Exposé de Déborah Papiernik et Sophie Parrault

Une base scientifique reconnue

Déborah Papiernik : Les auteurs de documentaires, historiques ou scientifiques, ont souvent besoin d’illustrer leur propos avec des images, qu’ils vont alors chercher dans des films existants ou qu’ils produisent eux-mêmes sous forme de reconstitutions ou d’animations, avec tous les coûts et délais inhérents. Ubisoft, grâce au jeu vidéo, leur offre une autre option qu’illustre le projet Lady Sapiens, projet “transmédia” composé de plusieurs contenus abordant des aspects différents du même sujet, afin d’en présenter les multiples facettes ou de s’adresser à des publics divers.
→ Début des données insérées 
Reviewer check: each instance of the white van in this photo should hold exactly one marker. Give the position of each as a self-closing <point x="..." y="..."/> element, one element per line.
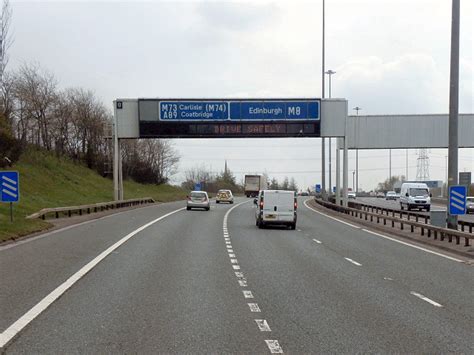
<point x="276" y="207"/>
<point x="415" y="195"/>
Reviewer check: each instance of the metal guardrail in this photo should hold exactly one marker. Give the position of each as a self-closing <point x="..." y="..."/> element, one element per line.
<point x="92" y="208"/>
<point x="422" y="227"/>
<point x="464" y="226"/>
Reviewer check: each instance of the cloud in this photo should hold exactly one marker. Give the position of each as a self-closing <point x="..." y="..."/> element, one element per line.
<point x="236" y="17"/>
<point x="411" y="83"/>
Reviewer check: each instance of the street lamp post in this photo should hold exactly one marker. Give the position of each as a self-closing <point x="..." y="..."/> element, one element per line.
<point x="453" y="108"/>
<point x="330" y="73"/>
<point x="357" y="109"/>
<point x="323" y="141"/>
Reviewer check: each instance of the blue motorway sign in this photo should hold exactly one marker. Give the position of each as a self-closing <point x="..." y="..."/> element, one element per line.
<point x="457" y="200"/>
<point x="9" y="186"/>
<point x="239" y="110"/>
<point x="194" y="110"/>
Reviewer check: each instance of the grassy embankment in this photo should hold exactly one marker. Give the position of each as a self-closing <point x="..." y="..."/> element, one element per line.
<point x="48" y="181"/>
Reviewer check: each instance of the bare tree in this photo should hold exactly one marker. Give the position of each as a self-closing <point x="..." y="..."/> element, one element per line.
<point x="6" y="39"/>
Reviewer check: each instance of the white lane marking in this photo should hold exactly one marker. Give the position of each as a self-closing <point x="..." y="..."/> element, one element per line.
<point x="263" y="325"/>
<point x="352" y="261"/>
<point x="413" y="246"/>
<point x="254" y="307"/>
<point x="424" y="298"/>
<point x="24" y="320"/>
<point x="274" y="346"/>
<point x="247" y="294"/>
<point x="336" y="219"/>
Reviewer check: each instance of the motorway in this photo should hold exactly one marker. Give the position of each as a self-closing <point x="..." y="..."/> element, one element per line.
<point x="382" y="202"/>
<point x="161" y="279"/>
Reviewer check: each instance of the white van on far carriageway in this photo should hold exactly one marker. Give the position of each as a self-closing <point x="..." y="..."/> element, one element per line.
<point x="277" y="207"/>
<point x="415" y="195"/>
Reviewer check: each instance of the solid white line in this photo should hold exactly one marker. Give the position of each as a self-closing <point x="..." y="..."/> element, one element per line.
<point x="247" y="294"/>
<point x="274" y="346"/>
<point x="24" y="320"/>
<point x="326" y="215"/>
<point x="263" y="325"/>
<point x="352" y="261"/>
<point x="424" y="298"/>
<point x="413" y="246"/>
<point x="254" y="307"/>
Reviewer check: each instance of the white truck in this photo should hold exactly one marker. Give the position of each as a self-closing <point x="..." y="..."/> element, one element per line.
<point x="253" y="184"/>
Sophie Parrault : Ce projet, développé par Little Big Story, société française de production audiovisuelle, repose sur une enquête scientifique. En février 2018, avec Thomas Cirotteau, Jacques Malaterre et Éric Pincas, nous venions de terminer le documentaire Qui a tué Néandertal ?, produit en association avec France 5, et nous avions envie de poursuivre notre collaboration autour de la préhistoire. Nous étions également en pleine période d’émergence du mouvement Me Too et, à force de n’entendre parler que d’Homo sapiens, une question évidente a surgi : quel a été le rôle des femmes dans la préhistoire ? Aucun de nous n’était en mesure d’y répondre !

Il nous fallait dépasser la vision stéréotypée, centrée sur les seuls hommes, héritée des premiers préhistoriens du XIXe siècle. Ainsi, une sépulture paléolithique aux parois gravées, découverte en Italie à la fin du XIXe siècle, contenait une dépouille, de grande taille (1,85 mètre), richement ornée et entourée d’armes de chasse. Il était évident pour le découvreur qu’il ne pouvait s’agir que de la tombe d’un chef, visiblement puissant et respecté. Un siècle plus tard, les préhistoriens Marie-Antoinette et Henry de Lumley ont repris les analyses et établi que ce squelette appartenait de façon irréfutable à une femme. L’Homme de Menton est alors devenue la Dame de Cavillon, forte personnalité ayant à l’évidence joué un rôle social prestigieux.

Peu de scientifiques s’étant posé la question de la place de la femme à cette époque, la première mission des auteurs a été de faire le point sur les avancées scientifiques récentes concernant l’Homo sapiens. Nous avons alors rencontré Sophie Archambault de Beaune, qui a consacré quinze années de sa vie de chercheuse à l’étude de la répartition des tâches entre hommes et femmes au Paléolithique. Elle a accepté de nous donner accès à ses travaux et c’est sur cette base scientifique reconnue que nous avons pu contacter des chercheurs dans le monde entier, puis chercher un partenaire de diffusion, en l’occurrence, France Télévisions.

Il fallait ensuite mettre en images ce propos scientifique. Incarner une femme du Paléolithique nous posait cependant un vrai problème. Autant, pour le documentaire précédent, nous avions pu nous appuyer sur le film de fiction de Jacques Malaterre, Ao, le dernier Néandertal, autant, s’agissant de la femme Homo sapiens, nous étions démunis, le cinéma ne nous offrant que des clichés éculés. Jacques Malaterre nous a alors dit qu’il savait à qui s’adresser puisqu’il avait été conseiller historique pour Ubisoft lors de la conception du jeu vidéo Far Cry Primal.